Abstract
Background: With the exception of erythema migrans, Borrelia infection of the skin manifests much more commonly with B cell-rich infiltrates. T cell-rich lesions have rarely been described.
Objective: We report a series of 6 patients with cutaneous borreliosis presenting with T cell-predominant skin infiltrates. Methods: We studied the clinicopathologic and molecular features of 6 patients with T cell-rich skin infiltrates.
Results: Half of the patients had erythematous patchy, partly annular lesions, and the other patients had features of acrodermatitis chronica atrophicans. Histopathology revealed a dense, band-like or diffuse dermal infiltrate.

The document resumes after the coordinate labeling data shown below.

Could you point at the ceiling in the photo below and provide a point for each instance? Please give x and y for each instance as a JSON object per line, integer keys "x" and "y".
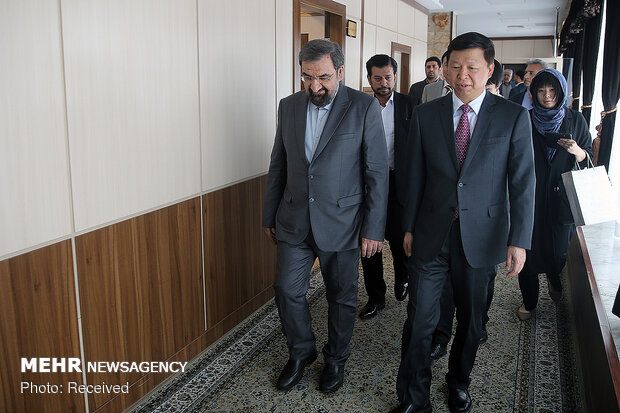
{"x": 503, "y": 18}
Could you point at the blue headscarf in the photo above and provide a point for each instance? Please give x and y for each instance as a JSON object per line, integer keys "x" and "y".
{"x": 548, "y": 120}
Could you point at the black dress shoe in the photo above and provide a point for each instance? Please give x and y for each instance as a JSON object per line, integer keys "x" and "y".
{"x": 331, "y": 378}
{"x": 484, "y": 336}
{"x": 408, "y": 408}
{"x": 400, "y": 291}
{"x": 370, "y": 310}
{"x": 459, "y": 401}
{"x": 438, "y": 351}
{"x": 293, "y": 371}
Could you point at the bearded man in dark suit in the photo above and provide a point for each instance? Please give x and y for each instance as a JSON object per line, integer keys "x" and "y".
{"x": 326, "y": 195}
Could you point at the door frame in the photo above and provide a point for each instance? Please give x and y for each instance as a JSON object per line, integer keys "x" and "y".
{"x": 404, "y": 70}
{"x": 328, "y": 6}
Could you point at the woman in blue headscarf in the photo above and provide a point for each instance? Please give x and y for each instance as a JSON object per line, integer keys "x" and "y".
{"x": 553, "y": 221}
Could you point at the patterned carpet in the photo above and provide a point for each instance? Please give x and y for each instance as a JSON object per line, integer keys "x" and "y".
{"x": 523, "y": 367}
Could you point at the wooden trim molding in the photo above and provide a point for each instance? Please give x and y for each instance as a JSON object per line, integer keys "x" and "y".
{"x": 39, "y": 319}
{"x": 597, "y": 353}
{"x": 140, "y": 291}
{"x": 523, "y": 38}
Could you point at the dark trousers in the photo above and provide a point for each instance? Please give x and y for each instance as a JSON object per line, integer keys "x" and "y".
{"x": 373, "y": 271}
{"x": 340, "y": 273}
{"x": 425, "y": 289}
{"x": 373, "y": 266}
{"x": 443, "y": 332}
{"x": 528, "y": 283}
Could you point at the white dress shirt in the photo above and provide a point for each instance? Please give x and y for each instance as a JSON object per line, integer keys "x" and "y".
{"x": 315, "y": 122}
{"x": 473, "y": 113}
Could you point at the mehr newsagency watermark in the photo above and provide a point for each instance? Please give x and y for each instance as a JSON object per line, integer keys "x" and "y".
{"x": 73, "y": 364}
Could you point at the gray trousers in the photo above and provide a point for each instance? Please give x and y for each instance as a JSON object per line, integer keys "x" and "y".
{"x": 340, "y": 273}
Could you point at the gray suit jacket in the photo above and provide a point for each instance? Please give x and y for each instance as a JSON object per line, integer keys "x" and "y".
{"x": 494, "y": 188}
{"x": 342, "y": 193}
{"x": 434, "y": 90}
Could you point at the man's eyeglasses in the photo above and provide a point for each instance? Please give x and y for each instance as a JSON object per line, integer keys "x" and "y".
{"x": 323, "y": 78}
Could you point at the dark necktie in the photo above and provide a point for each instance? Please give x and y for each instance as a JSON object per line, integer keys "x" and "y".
{"x": 462, "y": 140}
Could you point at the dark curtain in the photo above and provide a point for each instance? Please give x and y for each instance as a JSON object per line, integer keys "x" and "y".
{"x": 576, "y": 52}
{"x": 611, "y": 80}
{"x": 579, "y": 39}
{"x": 591, "y": 40}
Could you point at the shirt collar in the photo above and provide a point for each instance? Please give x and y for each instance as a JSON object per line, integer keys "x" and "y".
{"x": 474, "y": 104}
{"x": 329, "y": 105}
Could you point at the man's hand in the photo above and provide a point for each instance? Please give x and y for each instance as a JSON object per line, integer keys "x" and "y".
{"x": 370, "y": 247}
{"x": 515, "y": 260}
{"x": 407, "y": 243}
{"x": 271, "y": 234}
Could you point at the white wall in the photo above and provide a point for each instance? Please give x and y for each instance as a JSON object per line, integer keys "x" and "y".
{"x": 34, "y": 188}
{"x": 237, "y": 88}
{"x": 132, "y": 105}
{"x": 388, "y": 21}
{"x": 314, "y": 26}
{"x": 113, "y": 108}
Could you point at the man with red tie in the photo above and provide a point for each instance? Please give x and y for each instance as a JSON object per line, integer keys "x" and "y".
{"x": 470, "y": 158}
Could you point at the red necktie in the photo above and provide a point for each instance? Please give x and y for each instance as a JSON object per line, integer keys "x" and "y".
{"x": 462, "y": 135}
{"x": 462, "y": 140}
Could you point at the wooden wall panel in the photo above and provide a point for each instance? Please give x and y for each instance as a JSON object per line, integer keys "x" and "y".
{"x": 141, "y": 291}
{"x": 239, "y": 260}
{"x": 39, "y": 319}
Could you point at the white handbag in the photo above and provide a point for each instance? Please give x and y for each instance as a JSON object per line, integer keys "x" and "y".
{"x": 590, "y": 195}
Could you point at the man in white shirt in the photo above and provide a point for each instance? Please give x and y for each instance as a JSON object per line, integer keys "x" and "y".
{"x": 396, "y": 110}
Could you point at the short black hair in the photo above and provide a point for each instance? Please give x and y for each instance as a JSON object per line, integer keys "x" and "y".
{"x": 473, "y": 40}
{"x": 498, "y": 74}
{"x": 315, "y": 49}
{"x": 543, "y": 79}
{"x": 520, "y": 74}
{"x": 433, "y": 59}
{"x": 380, "y": 60}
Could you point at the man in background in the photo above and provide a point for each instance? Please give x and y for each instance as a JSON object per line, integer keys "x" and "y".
{"x": 396, "y": 111}
{"x": 326, "y": 195}
{"x": 432, "y": 68}
{"x": 518, "y": 87}
{"x": 507, "y": 84}
{"x": 439, "y": 88}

Apart from small, well differentiated lymphocytes, there were medium-sized lymphocytes with slight nuclear atypia and focal epidermotropism. An interstitial histiocytic component was found in 4 cases, including histiocytic pseudorosettes.
Fibrosis was present in all cases but varied in severity and distribution. In 5 patients, borrelia DNA was detected in lesional tissue using polymerase chain reaction studies.
No monoclonal rearrangement of T-cell receptor gamma genes was found. Limitations: This retrospective study was limited by the small number of patients.
Conclusion: In addition to unusual clinical presentation, cutaneous borreliosis can histopathologically manifest with a T cell-rich infiltrate mimicking cutaneous T-cell lymphoma. Awareness of this clinicopathologic constellation is important to prevent underrecognition of this rare and unusual presentation representing a Borrelia-associated T-cell pseudolymphoma.